Die EU-Kommission will unter anderem E-Mails und Messenger-Nachrichten durchleuchten lassen. Doch das Vorhaben gerät zunehmend unter Druck.

Gilt das Briefgeheimnis im Digitalen bald nicht mehr? Foto: alengo/getty images

Wen will die EU überwachen lassen?

Anbieter von Messenger-Diensten wie Whatsapp oder Signal, E-Mail-Provider und Anbieter von Clouddiensten sollen laut einem Plan der EU-Kommission verpflichtet werden können, die Kommunikation ihrer Nut­ze­r:in­nen zu durchleuchten.
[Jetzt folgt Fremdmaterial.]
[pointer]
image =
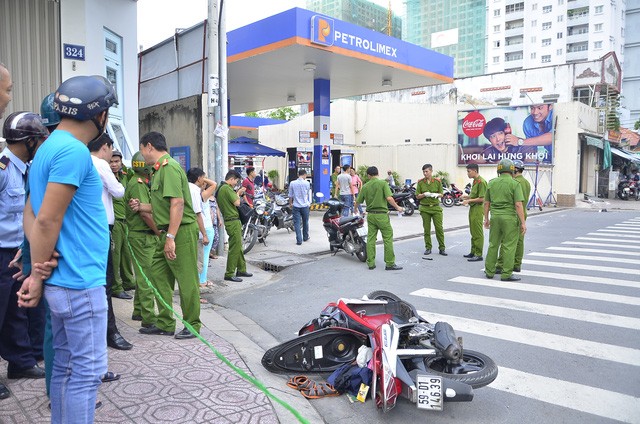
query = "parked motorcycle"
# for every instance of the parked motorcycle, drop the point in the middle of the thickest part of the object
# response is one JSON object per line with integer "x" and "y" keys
{"x": 344, "y": 232}
{"x": 413, "y": 358}
{"x": 451, "y": 196}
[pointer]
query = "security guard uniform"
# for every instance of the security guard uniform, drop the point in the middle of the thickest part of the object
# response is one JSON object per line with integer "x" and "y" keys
{"x": 170, "y": 181}
{"x": 122, "y": 265}
{"x": 15, "y": 344}
{"x": 143, "y": 242}
{"x": 502, "y": 194}
{"x": 226, "y": 197}
{"x": 430, "y": 209}
{"x": 478, "y": 190}
{"x": 374, "y": 194}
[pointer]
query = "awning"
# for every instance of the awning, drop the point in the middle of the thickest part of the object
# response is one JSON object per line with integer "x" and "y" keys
{"x": 625, "y": 155}
{"x": 243, "y": 146}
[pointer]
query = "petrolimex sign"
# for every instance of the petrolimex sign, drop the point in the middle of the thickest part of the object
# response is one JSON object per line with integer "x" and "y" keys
{"x": 324, "y": 33}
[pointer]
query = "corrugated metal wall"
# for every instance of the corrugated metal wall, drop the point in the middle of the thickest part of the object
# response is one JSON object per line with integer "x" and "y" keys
{"x": 30, "y": 47}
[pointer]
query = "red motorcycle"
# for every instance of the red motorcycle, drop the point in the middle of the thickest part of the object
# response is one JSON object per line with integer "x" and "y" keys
{"x": 413, "y": 358}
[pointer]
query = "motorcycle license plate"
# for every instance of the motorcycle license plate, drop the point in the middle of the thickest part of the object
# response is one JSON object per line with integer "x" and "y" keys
{"x": 429, "y": 392}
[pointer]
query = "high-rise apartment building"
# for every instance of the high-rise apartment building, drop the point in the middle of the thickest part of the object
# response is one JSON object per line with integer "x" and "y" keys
{"x": 360, "y": 12}
{"x": 453, "y": 27}
{"x": 535, "y": 33}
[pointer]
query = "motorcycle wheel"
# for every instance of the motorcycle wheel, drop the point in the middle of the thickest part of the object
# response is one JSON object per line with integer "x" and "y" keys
{"x": 249, "y": 240}
{"x": 447, "y": 200}
{"x": 408, "y": 209}
{"x": 476, "y": 369}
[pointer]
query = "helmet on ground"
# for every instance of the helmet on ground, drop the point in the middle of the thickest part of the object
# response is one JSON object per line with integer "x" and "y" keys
{"x": 84, "y": 97}
{"x": 505, "y": 165}
{"x": 21, "y": 126}
{"x": 139, "y": 165}
{"x": 49, "y": 116}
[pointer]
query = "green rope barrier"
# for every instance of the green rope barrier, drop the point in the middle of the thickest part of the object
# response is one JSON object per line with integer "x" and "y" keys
{"x": 220, "y": 356}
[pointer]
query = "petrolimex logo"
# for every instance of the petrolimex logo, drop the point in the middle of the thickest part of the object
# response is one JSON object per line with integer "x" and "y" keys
{"x": 322, "y": 30}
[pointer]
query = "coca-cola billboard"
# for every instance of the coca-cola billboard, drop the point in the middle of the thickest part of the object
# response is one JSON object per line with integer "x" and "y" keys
{"x": 524, "y": 133}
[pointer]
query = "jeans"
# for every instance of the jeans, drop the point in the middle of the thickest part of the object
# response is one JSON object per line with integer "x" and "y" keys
{"x": 347, "y": 199}
{"x": 301, "y": 223}
{"x": 79, "y": 326}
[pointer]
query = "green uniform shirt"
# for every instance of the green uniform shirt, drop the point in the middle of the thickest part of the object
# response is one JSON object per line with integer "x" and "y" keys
{"x": 119, "y": 204}
{"x": 478, "y": 190}
{"x": 526, "y": 191}
{"x": 137, "y": 188}
{"x": 226, "y": 199}
{"x": 503, "y": 193}
{"x": 374, "y": 193}
{"x": 169, "y": 181}
{"x": 435, "y": 186}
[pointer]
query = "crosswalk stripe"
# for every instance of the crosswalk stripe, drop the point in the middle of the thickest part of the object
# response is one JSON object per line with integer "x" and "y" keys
{"x": 586, "y": 243}
{"x": 624, "y": 261}
{"x": 559, "y": 291}
{"x": 605, "y": 239}
{"x": 591, "y": 400}
{"x": 581, "y": 249}
{"x": 535, "y": 308}
{"x": 582, "y": 278}
{"x": 587, "y": 348}
{"x": 581, "y": 266}
{"x": 610, "y": 233}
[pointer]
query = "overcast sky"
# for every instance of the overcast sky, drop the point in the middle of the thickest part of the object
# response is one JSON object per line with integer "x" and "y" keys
{"x": 158, "y": 19}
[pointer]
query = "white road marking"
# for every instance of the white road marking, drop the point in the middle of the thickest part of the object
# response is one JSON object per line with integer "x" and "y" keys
{"x": 586, "y": 243}
{"x": 581, "y": 266}
{"x": 535, "y": 308}
{"x": 622, "y": 261}
{"x": 579, "y": 397}
{"x": 559, "y": 291}
{"x": 605, "y": 239}
{"x": 587, "y": 348}
{"x": 582, "y": 278}
{"x": 580, "y": 249}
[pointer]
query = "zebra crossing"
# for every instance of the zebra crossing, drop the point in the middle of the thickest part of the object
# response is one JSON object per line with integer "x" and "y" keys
{"x": 592, "y": 279}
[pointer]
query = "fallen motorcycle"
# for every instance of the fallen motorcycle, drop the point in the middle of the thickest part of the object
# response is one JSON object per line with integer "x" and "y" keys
{"x": 413, "y": 358}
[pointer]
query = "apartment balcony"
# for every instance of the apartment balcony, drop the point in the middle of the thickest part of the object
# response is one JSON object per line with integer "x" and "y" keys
{"x": 577, "y": 4}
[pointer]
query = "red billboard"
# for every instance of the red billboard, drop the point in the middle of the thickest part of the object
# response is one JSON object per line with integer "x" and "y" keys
{"x": 524, "y": 133}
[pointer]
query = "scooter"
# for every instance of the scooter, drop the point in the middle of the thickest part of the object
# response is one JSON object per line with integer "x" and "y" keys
{"x": 344, "y": 232}
{"x": 413, "y": 358}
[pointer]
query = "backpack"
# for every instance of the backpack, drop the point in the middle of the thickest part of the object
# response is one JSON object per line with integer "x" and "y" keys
{"x": 244, "y": 210}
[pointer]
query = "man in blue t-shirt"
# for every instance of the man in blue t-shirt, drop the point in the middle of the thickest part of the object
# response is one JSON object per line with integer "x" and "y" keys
{"x": 65, "y": 213}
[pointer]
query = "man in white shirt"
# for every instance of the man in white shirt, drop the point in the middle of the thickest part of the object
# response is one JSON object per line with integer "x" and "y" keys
{"x": 101, "y": 151}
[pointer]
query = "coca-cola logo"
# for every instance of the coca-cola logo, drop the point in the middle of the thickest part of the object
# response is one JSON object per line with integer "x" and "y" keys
{"x": 473, "y": 124}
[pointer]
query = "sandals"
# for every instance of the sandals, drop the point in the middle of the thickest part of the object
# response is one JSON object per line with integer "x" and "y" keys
{"x": 109, "y": 376}
{"x": 311, "y": 389}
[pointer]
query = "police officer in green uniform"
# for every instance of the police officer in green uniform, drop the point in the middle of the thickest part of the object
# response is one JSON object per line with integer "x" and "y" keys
{"x": 228, "y": 202}
{"x": 143, "y": 239}
{"x": 474, "y": 200}
{"x": 122, "y": 269}
{"x": 429, "y": 191}
{"x": 376, "y": 193}
{"x": 504, "y": 199}
{"x": 175, "y": 257}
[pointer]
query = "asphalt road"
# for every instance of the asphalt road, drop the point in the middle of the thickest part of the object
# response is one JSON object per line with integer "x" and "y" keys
{"x": 566, "y": 338}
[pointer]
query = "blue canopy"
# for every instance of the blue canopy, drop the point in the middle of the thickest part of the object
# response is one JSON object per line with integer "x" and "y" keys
{"x": 245, "y": 146}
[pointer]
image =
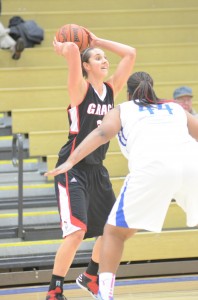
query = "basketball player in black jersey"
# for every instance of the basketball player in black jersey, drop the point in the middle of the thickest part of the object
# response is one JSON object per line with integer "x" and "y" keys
{"x": 85, "y": 194}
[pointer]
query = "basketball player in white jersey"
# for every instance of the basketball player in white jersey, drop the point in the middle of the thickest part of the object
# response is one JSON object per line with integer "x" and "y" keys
{"x": 159, "y": 140}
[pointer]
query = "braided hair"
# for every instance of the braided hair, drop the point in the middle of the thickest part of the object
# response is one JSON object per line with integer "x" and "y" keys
{"x": 140, "y": 89}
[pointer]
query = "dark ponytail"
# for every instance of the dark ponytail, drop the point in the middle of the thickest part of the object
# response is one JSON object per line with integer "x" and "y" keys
{"x": 140, "y": 89}
{"x": 85, "y": 55}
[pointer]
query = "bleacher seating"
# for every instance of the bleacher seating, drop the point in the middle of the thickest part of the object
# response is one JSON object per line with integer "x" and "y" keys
{"x": 34, "y": 97}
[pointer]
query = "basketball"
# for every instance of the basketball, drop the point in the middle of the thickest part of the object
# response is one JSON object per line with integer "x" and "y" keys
{"x": 73, "y": 33}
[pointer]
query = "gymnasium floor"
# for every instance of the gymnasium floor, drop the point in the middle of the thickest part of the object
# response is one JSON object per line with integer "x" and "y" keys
{"x": 166, "y": 288}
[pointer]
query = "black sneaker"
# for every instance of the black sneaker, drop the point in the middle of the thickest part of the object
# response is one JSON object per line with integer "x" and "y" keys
{"x": 88, "y": 283}
{"x": 55, "y": 295}
{"x": 19, "y": 47}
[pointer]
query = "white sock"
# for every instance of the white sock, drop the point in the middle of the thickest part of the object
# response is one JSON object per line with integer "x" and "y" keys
{"x": 106, "y": 285}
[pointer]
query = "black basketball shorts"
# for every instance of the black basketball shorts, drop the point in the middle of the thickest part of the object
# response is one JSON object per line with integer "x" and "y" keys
{"x": 85, "y": 198}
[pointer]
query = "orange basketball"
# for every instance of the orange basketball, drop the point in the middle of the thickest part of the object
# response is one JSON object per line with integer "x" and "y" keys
{"x": 73, "y": 33}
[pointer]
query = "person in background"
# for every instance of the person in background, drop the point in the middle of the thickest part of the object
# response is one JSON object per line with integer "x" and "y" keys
{"x": 183, "y": 96}
{"x": 85, "y": 193}
{"x": 158, "y": 139}
{"x": 7, "y": 42}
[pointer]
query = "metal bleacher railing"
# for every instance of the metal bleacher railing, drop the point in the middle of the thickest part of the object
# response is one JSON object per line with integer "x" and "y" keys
{"x": 17, "y": 160}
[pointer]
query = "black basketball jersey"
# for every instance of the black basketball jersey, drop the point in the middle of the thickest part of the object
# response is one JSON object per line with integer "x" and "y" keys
{"x": 83, "y": 119}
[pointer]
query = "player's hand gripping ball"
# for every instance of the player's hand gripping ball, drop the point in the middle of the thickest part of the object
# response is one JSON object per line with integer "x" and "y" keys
{"x": 73, "y": 33}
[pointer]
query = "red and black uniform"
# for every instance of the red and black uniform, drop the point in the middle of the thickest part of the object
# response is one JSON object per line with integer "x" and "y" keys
{"x": 85, "y": 192}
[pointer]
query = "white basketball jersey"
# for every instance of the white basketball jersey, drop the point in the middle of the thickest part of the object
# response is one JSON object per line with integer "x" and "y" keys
{"x": 148, "y": 132}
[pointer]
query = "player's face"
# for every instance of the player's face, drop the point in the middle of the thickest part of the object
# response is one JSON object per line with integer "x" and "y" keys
{"x": 185, "y": 102}
{"x": 98, "y": 63}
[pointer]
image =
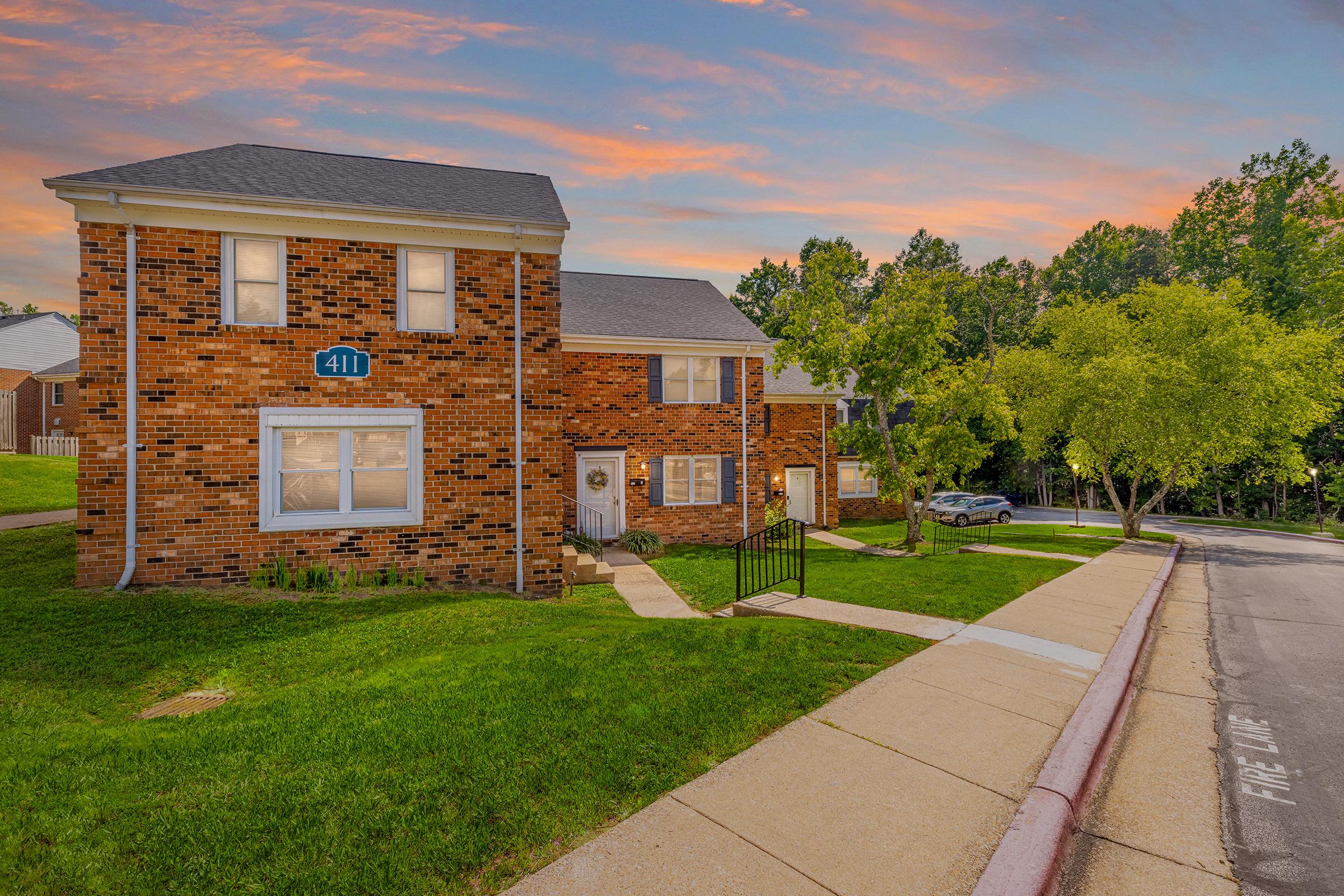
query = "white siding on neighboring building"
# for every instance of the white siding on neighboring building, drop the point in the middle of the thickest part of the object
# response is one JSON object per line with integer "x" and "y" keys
{"x": 38, "y": 344}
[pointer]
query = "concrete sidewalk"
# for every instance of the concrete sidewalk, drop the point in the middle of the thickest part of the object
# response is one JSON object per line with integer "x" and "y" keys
{"x": 902, "y": 785}
{"x": 1154, "y": 825}
{"x": 644, "y": 589}
{"x": 45, "y": 517}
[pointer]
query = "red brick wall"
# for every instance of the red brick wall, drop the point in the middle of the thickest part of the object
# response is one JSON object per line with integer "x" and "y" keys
{"x": 796, "y": 440}
{"x": 202, "y": 385}
{"x": 606, "y": 405}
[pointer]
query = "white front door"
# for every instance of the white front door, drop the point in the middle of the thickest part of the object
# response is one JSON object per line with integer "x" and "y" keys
{"x": 799, "y": 491}
{"x": 605, "y": 500}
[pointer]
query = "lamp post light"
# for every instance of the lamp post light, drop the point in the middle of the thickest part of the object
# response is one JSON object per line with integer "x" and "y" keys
{"x": 1316, "y": 487}
{"x": 1077, "y": 524}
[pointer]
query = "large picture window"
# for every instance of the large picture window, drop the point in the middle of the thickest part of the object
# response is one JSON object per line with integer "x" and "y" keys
{"x": 425, "y": 289}
{"x": 335, "y": 468}
{"x": 857, "y": 481}
{"x": 691, "y": 480}
{"x": 253, "y": 280}
{"x": 690, "y": 379}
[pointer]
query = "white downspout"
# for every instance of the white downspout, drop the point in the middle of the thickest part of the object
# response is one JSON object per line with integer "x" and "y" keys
{"x": 746, "y": 530}
{"x": 518, "y": 406}
{"x": 132, "y": 446}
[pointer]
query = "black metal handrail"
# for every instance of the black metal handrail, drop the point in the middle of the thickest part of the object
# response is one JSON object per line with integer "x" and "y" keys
{"x": 588, "y": 521}
{"x": 949, "y": 536}
{"x": 772, "y": 557}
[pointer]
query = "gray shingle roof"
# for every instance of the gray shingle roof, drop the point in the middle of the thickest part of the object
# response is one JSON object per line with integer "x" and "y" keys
{"x": 10, "y": 320}
{"x": 274, "y": 172}
{"x": 794, "y": 381}
{"x": 64, "y": 367}
{"x": 651, "y": 307}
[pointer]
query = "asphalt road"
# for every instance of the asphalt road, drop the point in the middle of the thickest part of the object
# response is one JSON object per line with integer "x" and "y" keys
{"x": 1277, "y": 625}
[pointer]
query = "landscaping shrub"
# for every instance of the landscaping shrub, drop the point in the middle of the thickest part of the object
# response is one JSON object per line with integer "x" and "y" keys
{"x": 642, "y": 542}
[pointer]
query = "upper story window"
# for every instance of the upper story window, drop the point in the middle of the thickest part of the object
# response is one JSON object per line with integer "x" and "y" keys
{"x": 857, "y": 481}
{"x": 425, "y": 289}
{"x": 690, "y": 379}
{"x": 337, "y": 468}
{"x": 253, "y": 280}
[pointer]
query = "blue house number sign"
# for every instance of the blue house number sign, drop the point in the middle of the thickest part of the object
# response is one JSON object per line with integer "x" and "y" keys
{"x": 340, "y": 361}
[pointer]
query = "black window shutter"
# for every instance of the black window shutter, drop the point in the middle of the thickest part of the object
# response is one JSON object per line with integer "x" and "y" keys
{"x": 656, "y": 483}
{"x": 656, "y": 381}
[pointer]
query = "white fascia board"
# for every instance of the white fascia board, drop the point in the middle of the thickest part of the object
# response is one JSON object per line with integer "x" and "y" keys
{"x": 189, "y": 210}
{"x": 652, "y": 346}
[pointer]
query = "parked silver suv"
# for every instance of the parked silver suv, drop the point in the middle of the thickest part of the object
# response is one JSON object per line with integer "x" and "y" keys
{"x": 986, "y": 508}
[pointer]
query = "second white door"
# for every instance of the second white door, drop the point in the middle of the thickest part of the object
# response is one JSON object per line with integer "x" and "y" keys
{"x": 799, "y": 489}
Das Ziel sei es, Inhalte aufzuspüren, die mutmaßliche Darstellungen von sexualisierter Gewalt an Kindern enthalten.

Ende vergangener Woche lief die Frist für Änderungsanträge im EU-Parlament ab und Anfang Juni steht nun eine erste wegweisende Einigung an: der Rat Justiz und Inneres, dem die Innen- und Jus­tiz­mi­nis­te­r:in­nen der Mitgliedstaaten angehören, soll zumindest in einzelnen Punkten die Positionen festlegen.

Doch das Vorhaben gerät zunehmend unter Druck. So sind in den vergangenen Wochen zwei Rechtsgutachten bekannt geworden, die die Pläne angreifen. Sowohl der Wissenschaftliche Dienst des EU-Parlaments als auch der Juristische Dienst des EU-Ministerrats warnen davor, dass die Pläne die Grundrechte der EU-Bürger:innen untergraben könnten. Der Deutsche Anwaltverein erklärt in einer Stellungnahme, die Pläne würden zu „einer vollständigen Aufhebung der Vertraulichkeit der Kommunikation im digitalen Raum“ führen. Und auch mehrere europäische Jus­tiz­mi­nis­te­r:in­nen haben sich dagegen positioniert, außerdem zahlreiche Ex­per­t:in­nen aus unterschiedlichen Bereichen.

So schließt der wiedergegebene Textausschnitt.